O presidente Luiz Inácio Lula da Silva anunciou um pacote emergencial de medidas para proteger a população brasileira da alta internacional do petróleo e reduzir o impacto no preço do diesel. Segundo o governo, a iniciativa busca evitar que os efeitos de conflitos internacionais e da instabilidade no mercado global de energia cheguem ao bolso dos brasileiros.
Entre as principais ações está a zeragem das alíquotas de PIS/Cofins sobre o diesel, eliminando os únicos tributos federais cobrados sobre o combustível. A medida pode gerar uma redução estimada de R$ 0,32 por litro. Além disso, o governo editou uma Medida Provisória que prevê uma subvenção de R$ 0,32 por litro para produtores e importadores de diesel, que deverão repassar o benefício ao consumidor. Somadas, as duas iniciativas podem resultar em um alívio de até R$ 0,64 por litro.
Durante o anúncio, Lula afirmou que o governo está fazendo um esforço econômico para evitar que a crise internacional afete diretamente a população. Ele também destacou a importância de manter o preço do diesel controlado para evitar impactos em cadeia na economia, especialmente no transporte de alimentos e mercadorias.

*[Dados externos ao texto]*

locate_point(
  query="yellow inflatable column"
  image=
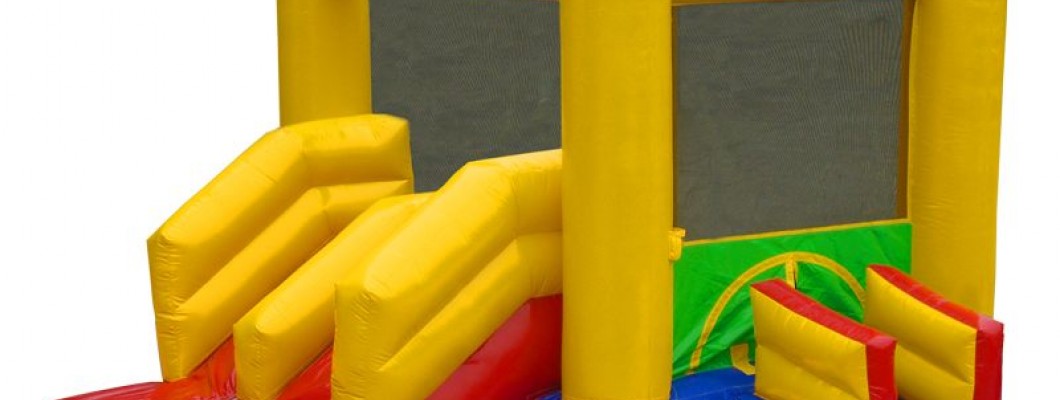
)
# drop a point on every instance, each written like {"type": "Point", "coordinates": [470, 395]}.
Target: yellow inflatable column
{"type": "Point", "coordinates": [617, 198]}
{"type": "Point", "coordinates": [325, 69]}
{"type": "Point", "coordinates": [955, 85]}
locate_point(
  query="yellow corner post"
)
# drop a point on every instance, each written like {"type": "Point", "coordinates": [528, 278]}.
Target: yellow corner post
{"type": "Point", "coordinates": [955, 86]}
{"type": "Point", "coordinates": [617, 198]}
{"type": "Point", "coordinates": [325, 69]}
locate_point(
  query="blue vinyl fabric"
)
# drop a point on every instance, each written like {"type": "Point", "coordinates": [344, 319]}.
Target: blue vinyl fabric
{"type": "Point", "coordinates": [720, 384]}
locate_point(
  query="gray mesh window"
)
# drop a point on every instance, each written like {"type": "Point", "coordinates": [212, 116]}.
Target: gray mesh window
{"type": "Point", "coordinates": [787, 115]}
{"type": "Point", "coordinates": [476, 79]}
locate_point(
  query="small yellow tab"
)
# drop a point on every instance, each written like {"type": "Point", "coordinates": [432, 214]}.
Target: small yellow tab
{"type": "Point", "coordinates": [741, 358]}
{"type": "Point", "coordinates": [676, 243]}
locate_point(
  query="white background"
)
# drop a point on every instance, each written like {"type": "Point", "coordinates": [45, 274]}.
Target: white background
{"type": "Point", "coordinates": [113, 112]}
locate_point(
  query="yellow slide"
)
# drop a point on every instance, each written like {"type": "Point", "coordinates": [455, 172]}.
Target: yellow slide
{"type": "Point", "coordinates": [257, 256]}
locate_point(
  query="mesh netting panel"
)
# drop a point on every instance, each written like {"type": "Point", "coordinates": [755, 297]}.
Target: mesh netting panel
{"type": "Point", "coordinates": [476, 79]}
{"type": "Point", "coordinates": [788, 115]}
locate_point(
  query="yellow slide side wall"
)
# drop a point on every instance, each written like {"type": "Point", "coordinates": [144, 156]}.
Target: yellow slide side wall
{"type": "Point", "coordinates": [296, 322]}
{"type": "Point", "coordinates": [617, 198]}
{"type": "Point", "coordinates": [798, 359]}
{"type": "Point", "coordinates": [429, 296]}
{"type": "Point", "coordinates": [260, 219]}
{"type": "Point", "coordinates": [936, 353]}
{"type": "Point", "coordinates": [325, 69]}
{"type": "Point", "coordinates": [955, 86]}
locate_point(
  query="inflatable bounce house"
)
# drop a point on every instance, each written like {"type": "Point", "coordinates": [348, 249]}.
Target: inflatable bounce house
{"type": "Point", "coordinates": [777, 200]}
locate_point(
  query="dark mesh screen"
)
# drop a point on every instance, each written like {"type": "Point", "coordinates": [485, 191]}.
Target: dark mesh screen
{"type": "Point", "coordinates": [788, 112]}
{"type": "Point", "coordinates": [788, 115]}
{"type": "Point", "coordinates": [476, 79]}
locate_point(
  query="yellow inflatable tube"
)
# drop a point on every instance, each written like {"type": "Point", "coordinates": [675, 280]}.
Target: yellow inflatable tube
{"type": "Point", "coordinates": [433, 293]}
{"type": "Point", "coordinates": [262, 218]}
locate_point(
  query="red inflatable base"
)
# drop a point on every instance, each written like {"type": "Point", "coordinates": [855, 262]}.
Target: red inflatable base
{"type": "Point", "coordinates": [519, 361]}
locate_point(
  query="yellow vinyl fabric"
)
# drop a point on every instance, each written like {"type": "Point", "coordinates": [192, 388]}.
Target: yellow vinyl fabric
{"type": "Point", "coordinates": [617, 90]}
{"type": "Point", "coordinates": [435, 291]}
{"type": "Point", "coordinates": [936, 352]}
{"type": "Point", "coordinates": [295, 323]}
{"type": "Point", "coordinates": [798, 358]}
{"type": "Point", "coordinates": [324, 59]}
{"type": "Point", "coordinates": [956, 65]}
{"type": "Point", "coordinates": [260, 219]}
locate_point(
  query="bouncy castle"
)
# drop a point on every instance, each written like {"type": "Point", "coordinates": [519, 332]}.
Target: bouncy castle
{"type": "Point", "coordinates": [601, 200]}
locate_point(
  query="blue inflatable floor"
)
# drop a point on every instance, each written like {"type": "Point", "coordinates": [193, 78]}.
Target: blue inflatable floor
{"type": "Point", "coordinates": [722, 384]}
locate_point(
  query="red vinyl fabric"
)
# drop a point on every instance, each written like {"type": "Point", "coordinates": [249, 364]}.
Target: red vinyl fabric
{"type": "Point", "coordinates": [213, 380]}
{"type": "Point", "coordinates": [519, 361]}
{"type": "Point", "coordinates": [989, 333]}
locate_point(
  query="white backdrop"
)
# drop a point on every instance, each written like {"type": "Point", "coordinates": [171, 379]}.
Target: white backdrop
{"type": "Point", "coordinates": [112, 112]}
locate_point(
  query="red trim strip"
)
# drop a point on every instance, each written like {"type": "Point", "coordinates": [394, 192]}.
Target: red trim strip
{"type": "Point", "coordinates": [926, 296]}
{"type": "Point", "coordinates": [989, 333]}
{"type": "Point", "coordinates": [879, 348]}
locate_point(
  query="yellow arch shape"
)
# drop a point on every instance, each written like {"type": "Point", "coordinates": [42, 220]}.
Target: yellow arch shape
{"type": "Point", "coordinates": [790, 262]}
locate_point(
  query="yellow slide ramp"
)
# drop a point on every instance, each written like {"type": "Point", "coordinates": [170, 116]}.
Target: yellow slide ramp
{"type": "Point", "coordinates": [262, 218]}
{"type": "Point", "coordinates": [462, 259]}
{"type": "Point", "coordinates": [434, 292]}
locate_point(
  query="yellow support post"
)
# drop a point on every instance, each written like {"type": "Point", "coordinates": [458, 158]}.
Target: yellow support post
{"type": "Point", "coordinates": [617, 90]}
{"type": "Point", "coordinates": [955, 85]}
{"type": "Point", "coordinates": [325, 69]}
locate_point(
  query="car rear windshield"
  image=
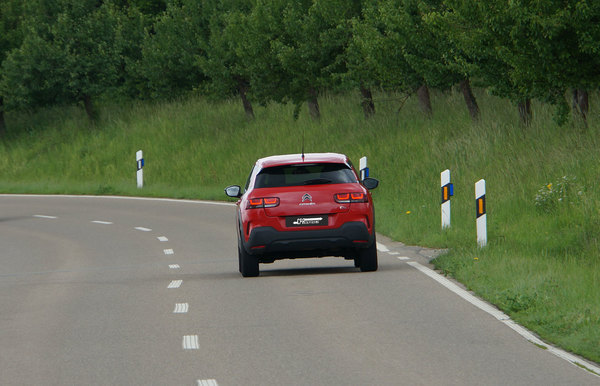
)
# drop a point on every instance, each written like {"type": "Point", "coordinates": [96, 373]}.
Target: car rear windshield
{"type": "Point", "coordinates": [304, 174]}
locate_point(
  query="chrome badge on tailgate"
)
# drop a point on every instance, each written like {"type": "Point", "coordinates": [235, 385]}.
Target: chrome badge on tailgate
{"type": "Point", "coordinates": [303, 221]}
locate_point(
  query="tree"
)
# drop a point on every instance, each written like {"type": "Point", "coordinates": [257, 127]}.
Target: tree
{"type": "Point", "coordinates": [222, 64]}
{"type": "Point", "coordinates": [529, 49]}
{"type": "Point", "coordinates": [291, 49]}
{"type": "Point", "coordinates": [68, 55]}
{"type": "Point", "coordinates": [171, 49]}
{"type": "Point", "coordinates": [10, 38]}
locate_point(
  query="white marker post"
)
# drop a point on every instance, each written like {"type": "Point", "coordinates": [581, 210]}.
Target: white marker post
{"type": "Point", "coordinates": [363, 169]}
{"type": "Point", "coordinates": [481, 213]}
{"type": "Point", "coordinates": [140, 172]}
{"type": "Point", "coordinates": [447, 192]}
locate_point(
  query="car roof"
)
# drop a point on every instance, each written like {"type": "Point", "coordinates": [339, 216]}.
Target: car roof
{"type": "Point", "coordinates": [288, 159]}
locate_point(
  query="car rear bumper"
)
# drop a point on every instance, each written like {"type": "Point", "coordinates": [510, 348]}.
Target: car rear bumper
{"type": "Point", "coordinates": [271, 244]}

O ministro da Fazenda, Fernando Haddad explicou que as medidas são temporárias e não alteram a política de preços da Petrobras. Segundo ele, o objetivo é reduzir os efeitos da instabilidade internacional sobre a economia brasileira enquanto persistirem as tensões no mercado global de petróleo.

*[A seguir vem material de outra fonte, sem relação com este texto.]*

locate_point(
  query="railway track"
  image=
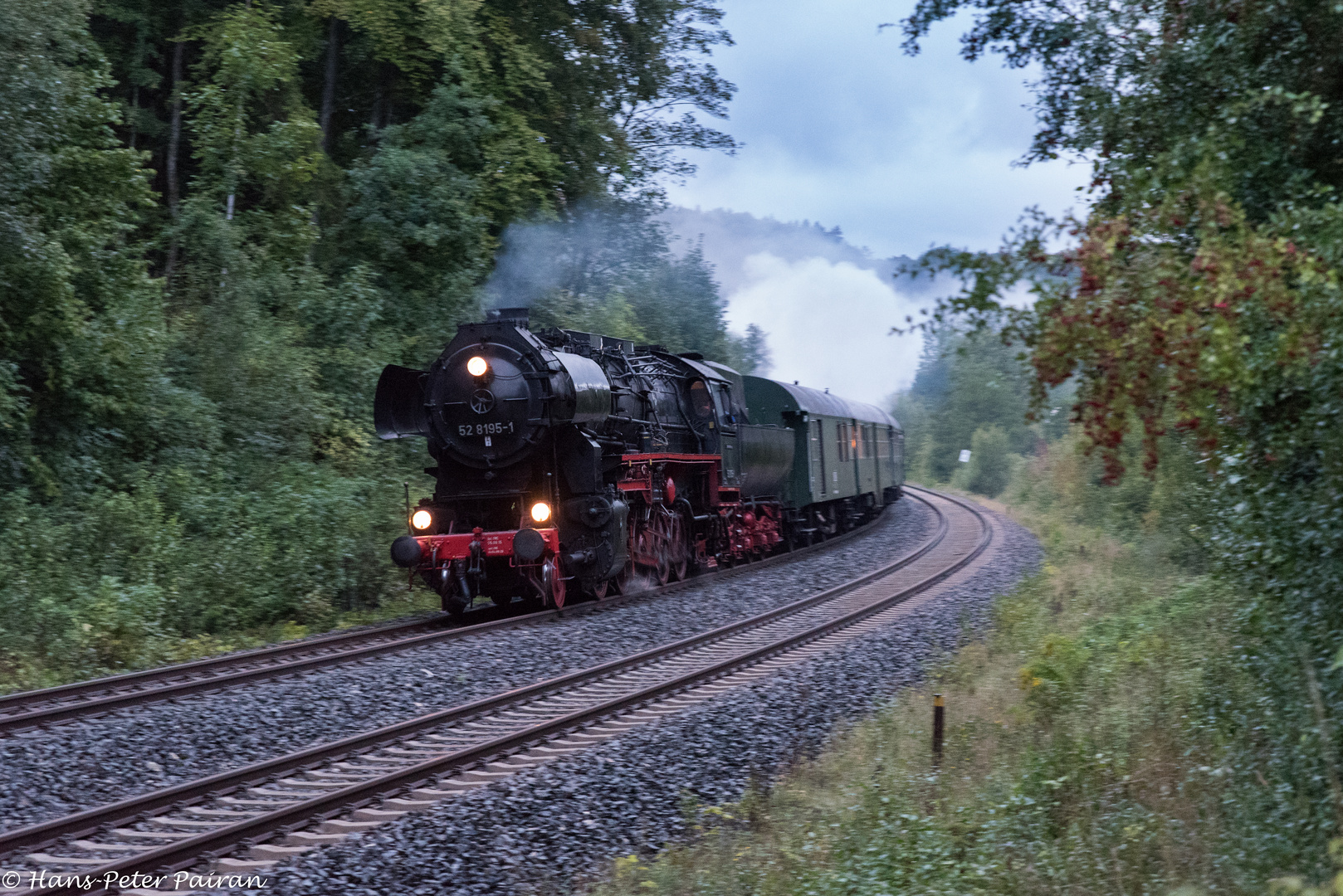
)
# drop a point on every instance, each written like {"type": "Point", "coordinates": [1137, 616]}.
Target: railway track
{"type": "Point", "coordinates": [32, 709]}
{"type": "Point", "coordinates": [245, 820]}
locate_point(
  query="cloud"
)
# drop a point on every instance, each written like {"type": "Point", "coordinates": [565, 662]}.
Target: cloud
{"type": "Point", "coordinates": [901, 152]}
{"type": "Point", "coordinates": [829, 324]}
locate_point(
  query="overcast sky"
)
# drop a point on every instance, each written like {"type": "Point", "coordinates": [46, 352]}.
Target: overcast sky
{"type": "Point", "coordinates": [900, 152]}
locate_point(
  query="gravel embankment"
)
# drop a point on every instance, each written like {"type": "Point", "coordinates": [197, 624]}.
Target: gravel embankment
{"type": "Point", "coordinates": [90, 763]}
{"type": "Point", "coordinates": [558, 828]}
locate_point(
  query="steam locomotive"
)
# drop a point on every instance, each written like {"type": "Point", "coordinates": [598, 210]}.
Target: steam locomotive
{"type": "Point", "coordinates": [573, 461]}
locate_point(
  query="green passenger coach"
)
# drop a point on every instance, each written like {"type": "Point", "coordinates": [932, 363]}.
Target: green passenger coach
{"type": "Point", "coordinates": [847, 457]}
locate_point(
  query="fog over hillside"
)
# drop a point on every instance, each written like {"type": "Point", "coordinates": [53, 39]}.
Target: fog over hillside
{"type": "Point", "coordinates": [826, 305]}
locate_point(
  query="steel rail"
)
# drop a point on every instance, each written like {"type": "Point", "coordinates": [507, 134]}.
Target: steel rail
{"type": "Point", "coordinates": [165, 683]}
{"type": "Point", "coordinates": [214, 844]}
{"type": "Point", "coordinates": [222, 783]}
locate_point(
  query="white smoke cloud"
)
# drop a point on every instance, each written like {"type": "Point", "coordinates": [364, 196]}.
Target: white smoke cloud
{"type": "Point", "coordinates": [829, 324]}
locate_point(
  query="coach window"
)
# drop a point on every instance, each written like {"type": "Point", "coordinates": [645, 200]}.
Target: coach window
{"type": "Point", "coordinates": [701, 401]}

A Medida Provisória também prevê a criação de um imposto de exportação sobre o petróleo, com caráter regulatório, para estimular o refino no Brasil e garantir o abastecimento do mercado interno.
Outro ponto do pacote é o reforço da fiscalização do setor de combustíveis pela Agência Nacional do Petróleo, Gás Natural e Biocombustíveis, com o objetivo de combater práticas abusivas, como aumento injustificado de preços ou retenção de estoques para especulação. Além disso, postos de combustíveis deverão informar de forma clara ao consumidor quando houver redução de tributos ou subsídios que impactem o preço final.
De acordo com o governo federal, as medidas buscam proteger caminhoneiros, consumidores e setores produtivos, além de evitar pressões inflacionárias sobre alimentos, fretes e outros produtos essenciais que dependem do transporte rodoviário.